What many investors and consumers may not fully appreciate, however, is just how much of a pharmaceutical company Johnson & Johnson is. With blockbuster drugs such as Stelara and Remicade in the portfolio along with fast-growers Xarelto and Imbruvica, this company can stand shoulder-to-shoulder with any of the more focused names in the pharma business. On top of that, J&J's medical-device arm accounts for about one-third of its sales.

This degree of diversity is a key reason why the company has been able to increase its dividend payout for 58 consecutive years.

2. Realty Income is holding up surprisingly well

Dividend yield: 4.8%

Shutdowns prompted by the coronavirus pandemic, in turn, prompted several consumer-facing corporate tenants to tell their landlords not to bother looking for rent checks. Struggling apparel chain Gap, for instance, stopped making rent payments on closed stores beginning in April.

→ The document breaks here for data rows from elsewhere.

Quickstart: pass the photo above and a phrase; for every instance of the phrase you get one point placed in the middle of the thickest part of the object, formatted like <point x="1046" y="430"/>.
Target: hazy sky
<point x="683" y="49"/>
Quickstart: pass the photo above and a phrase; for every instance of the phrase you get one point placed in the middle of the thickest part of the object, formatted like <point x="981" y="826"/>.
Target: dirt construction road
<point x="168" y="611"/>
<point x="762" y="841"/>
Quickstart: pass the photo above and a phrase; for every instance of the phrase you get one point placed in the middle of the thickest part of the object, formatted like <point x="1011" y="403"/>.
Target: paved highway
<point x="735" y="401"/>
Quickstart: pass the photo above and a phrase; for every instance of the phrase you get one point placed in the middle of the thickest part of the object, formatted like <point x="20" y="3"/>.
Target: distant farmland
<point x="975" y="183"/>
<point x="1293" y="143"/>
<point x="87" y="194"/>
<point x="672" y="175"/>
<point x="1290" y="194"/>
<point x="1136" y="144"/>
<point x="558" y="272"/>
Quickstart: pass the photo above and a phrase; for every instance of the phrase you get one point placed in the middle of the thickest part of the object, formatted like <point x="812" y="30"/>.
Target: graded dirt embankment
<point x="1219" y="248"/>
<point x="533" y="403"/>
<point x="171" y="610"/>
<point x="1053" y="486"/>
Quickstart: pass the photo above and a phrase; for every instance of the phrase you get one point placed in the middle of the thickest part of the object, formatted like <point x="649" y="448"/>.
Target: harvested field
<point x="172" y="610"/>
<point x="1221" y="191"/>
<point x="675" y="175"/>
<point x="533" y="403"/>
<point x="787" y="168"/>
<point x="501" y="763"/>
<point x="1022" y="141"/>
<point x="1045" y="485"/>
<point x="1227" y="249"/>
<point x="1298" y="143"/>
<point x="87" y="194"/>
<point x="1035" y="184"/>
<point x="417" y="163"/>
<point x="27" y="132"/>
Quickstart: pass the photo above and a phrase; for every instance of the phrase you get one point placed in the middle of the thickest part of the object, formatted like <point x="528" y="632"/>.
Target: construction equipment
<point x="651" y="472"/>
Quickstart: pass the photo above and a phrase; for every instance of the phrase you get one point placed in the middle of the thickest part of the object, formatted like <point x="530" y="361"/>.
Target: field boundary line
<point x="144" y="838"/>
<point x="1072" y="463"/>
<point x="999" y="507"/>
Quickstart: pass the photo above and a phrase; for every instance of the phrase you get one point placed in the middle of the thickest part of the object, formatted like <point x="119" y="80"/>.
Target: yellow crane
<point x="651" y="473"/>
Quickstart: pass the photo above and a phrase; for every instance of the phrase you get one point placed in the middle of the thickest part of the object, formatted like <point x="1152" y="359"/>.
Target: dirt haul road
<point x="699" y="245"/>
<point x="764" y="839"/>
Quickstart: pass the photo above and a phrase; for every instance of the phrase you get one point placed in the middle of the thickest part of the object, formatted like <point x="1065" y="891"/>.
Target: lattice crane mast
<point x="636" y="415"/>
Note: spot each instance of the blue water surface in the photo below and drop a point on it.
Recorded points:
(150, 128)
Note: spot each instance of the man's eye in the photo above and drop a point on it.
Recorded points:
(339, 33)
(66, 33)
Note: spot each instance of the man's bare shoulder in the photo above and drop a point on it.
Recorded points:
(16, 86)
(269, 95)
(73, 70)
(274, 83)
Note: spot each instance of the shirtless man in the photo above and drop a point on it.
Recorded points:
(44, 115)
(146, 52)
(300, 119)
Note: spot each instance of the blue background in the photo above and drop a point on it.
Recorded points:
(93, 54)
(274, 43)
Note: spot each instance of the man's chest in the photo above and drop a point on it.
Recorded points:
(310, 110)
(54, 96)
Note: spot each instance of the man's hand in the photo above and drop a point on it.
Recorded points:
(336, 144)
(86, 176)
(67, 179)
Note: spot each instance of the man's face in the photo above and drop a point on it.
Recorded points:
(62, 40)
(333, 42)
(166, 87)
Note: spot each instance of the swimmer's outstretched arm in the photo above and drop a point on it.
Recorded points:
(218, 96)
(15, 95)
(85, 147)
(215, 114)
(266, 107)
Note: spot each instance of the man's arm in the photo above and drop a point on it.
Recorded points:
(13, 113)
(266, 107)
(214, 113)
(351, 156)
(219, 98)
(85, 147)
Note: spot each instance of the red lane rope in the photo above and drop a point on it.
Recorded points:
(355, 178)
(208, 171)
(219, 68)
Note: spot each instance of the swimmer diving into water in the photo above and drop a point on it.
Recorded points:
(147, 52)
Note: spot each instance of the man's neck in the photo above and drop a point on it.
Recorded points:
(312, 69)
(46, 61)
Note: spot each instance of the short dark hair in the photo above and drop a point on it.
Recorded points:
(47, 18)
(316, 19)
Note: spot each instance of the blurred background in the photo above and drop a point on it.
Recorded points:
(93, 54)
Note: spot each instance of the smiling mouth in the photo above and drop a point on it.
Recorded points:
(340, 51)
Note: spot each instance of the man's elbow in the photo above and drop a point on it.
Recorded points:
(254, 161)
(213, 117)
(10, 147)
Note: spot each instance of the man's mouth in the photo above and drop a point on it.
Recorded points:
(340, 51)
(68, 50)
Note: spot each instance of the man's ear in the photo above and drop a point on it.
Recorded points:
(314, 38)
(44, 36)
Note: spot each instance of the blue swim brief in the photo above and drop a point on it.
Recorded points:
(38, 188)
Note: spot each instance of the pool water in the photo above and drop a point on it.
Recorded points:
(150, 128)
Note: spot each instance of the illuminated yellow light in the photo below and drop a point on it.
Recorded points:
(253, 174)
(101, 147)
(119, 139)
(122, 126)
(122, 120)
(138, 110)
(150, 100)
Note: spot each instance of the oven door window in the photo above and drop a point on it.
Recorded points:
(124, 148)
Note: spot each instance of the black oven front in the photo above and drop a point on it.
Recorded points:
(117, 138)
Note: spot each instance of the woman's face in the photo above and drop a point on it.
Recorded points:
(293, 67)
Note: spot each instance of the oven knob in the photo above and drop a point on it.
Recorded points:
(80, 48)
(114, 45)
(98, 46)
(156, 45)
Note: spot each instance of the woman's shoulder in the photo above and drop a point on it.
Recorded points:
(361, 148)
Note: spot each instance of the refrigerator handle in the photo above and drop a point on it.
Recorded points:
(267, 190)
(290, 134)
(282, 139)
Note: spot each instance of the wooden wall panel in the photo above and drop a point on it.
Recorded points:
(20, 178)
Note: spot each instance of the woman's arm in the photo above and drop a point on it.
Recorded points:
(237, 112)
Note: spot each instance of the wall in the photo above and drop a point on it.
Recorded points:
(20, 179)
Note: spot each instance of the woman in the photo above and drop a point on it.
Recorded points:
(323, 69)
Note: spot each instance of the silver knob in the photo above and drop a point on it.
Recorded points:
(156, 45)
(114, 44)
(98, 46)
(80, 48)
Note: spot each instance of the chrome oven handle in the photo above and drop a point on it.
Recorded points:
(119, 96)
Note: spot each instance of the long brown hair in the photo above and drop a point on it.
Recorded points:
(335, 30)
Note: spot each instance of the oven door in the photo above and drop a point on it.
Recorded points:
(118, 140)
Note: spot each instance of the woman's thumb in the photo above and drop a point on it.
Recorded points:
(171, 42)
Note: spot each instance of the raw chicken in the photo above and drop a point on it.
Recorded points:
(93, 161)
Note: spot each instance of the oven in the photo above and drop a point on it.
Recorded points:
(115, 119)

Not even the biggest and best real estate investment trusts (REITs) with the strongest tenants have been immune to the impact of the COVID-19 pandemic, including Realty Income (NYSE:O). Shares of the REIT tumbled nearly 50% between February's peak and March's trough, with shareholders scurrying in fear of what was to come. Those shares have bounced back a little since that bottom, but only a little.

The impact of all those shutdowns and subsequently stalled lease payments hasn't been quite as rough on Realty Income as investors seem to have expected, though. For its fiscal quarter ending in June, it was able to collect a little more than 85% of the rent it was owed, and more than 82% of the rent due from its top 20 tenants.

It's not ideal, but it could have been worse. Better still, those collection rates seem to be stabilizing at those levels. If nothing else, shareholders know what to expect. While it may be at above-average risk, the trailing-12-month dividend translated into a healthy dividend yield of 4.8%.

That surprising strength is ultimately a reflection of the strength of Realty Income's tenant base. Walgreens, 7-Eleven, Dollar General, FedEx, and Dollar Tree are its five biggest tenants. They may have been bumped and bruised by the coronavirus outbreak, but they're resilient businesses.

3. Automatic Data Processing represents the new norm

Dividend yield: 2.5%

Finally, add Automatic Data Processing (NASDAQ:ADP) to your list of dividend stocks that make good sense for current and prospective retirees.

Unlike J&J and Realty Income, Automatic Data Processing -- you may know it better as ADP -- is a name rarely considered as an income-oriented holding. Its yield is usually healthy but rarely jaw-dropping, and it's not in an industry particularly well known for thrilling results. What Automatic Data Processing may lack in pizzazz, however, it more than makes up for in consistency. The outsourced payroll processor has now increased its payout for 45 consecutive years, and better yet, hasn't had to dip into its savings to pay it. Only a little more than half of its earnings has been used to make dividend payments in recent years. The rest is put back into the coffers to support future growth.

That said, ADP may well be on the cusp of uncharacteristic revenue and earnings growth. Although outsourced human resources services aren't exactly a new idea, it's a concept that's catching on quickly as companies seek to simplify and focus. Technology market research outfit Technavio expects the global payroll outsourcing services market to expand at an annualized pace through 2024, and that's just the payroll part of the mix. Automatic Data Processing is moving deeper into other human resources functions as well, like compliance reporting. Just last week, the company unveiled its simplified 5500 compliance reporting process for retirement plans. This and other additions to ADP's suite of tools are a largely untapped opportunity.